On some level, I am stunned that such an openly pro-war political partisan is considered an objective journalist. (If anyone still believes in "journalistic objectivity"--Lara will talk you right out of it.) Then again, it is entirely logical that this is the type of person who wants to charge right into the thick of it. Do we expect anti-war journalists to choose the wartime beat? (Ed Bradley was an exception, may his soul rest in peace.)

Undoubtedly, Lara Logan is a gal who loves her work.

Investigating, I see that Logan is married to a federal defense contractor from Texas whom she met in Iraq. (Well of course she is.) But then I find a series of cool stories on HuffPo about her. Our Lara is a homewrecker! The defense contractor already belonged to someone else when she met him. (And I can tell you right now, speaking of guided missiles, that dude didn't know what hit him.)

Keep your eye on her.
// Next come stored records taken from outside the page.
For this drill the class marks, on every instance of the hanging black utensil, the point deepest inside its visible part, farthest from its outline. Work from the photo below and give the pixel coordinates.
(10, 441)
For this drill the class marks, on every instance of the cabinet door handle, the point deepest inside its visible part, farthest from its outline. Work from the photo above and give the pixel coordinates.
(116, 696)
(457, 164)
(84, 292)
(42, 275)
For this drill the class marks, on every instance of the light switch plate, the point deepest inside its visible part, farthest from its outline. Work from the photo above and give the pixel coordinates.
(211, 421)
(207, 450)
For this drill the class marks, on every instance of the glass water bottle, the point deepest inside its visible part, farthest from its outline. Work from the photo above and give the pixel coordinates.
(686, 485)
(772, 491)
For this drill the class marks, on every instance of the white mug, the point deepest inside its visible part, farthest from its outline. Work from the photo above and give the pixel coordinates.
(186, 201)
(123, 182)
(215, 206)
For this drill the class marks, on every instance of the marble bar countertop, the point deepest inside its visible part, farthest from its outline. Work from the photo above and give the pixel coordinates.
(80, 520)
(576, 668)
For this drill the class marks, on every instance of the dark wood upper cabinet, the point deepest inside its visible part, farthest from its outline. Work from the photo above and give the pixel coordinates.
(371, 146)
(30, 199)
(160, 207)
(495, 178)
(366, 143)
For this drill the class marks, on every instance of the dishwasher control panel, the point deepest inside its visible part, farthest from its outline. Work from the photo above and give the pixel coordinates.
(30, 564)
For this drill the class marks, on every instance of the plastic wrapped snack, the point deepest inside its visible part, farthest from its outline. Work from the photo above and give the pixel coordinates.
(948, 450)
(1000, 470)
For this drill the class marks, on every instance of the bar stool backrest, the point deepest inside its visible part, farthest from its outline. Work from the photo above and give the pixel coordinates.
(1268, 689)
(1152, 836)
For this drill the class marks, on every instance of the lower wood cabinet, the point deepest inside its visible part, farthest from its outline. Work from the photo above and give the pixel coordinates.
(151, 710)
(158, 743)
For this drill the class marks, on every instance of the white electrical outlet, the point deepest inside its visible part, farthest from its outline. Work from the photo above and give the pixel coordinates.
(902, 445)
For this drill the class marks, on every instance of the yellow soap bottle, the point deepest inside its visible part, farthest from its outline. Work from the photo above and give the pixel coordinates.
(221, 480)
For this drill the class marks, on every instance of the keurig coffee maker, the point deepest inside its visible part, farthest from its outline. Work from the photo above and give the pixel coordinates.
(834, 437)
She is our very own Tokyo Rose, threatening Al-Qaeda over the airwaves, pumping up the reputation of the US military and encouraging the never-ending storm of war-death to continue. She is a collaborator with the war, and takes a proprietary interest. She unabashedly loves it.

I expect her to enter politics. I predict she will go very far.




~*~

My wonderful blog post title comes courtesy of the late Susan Sontag.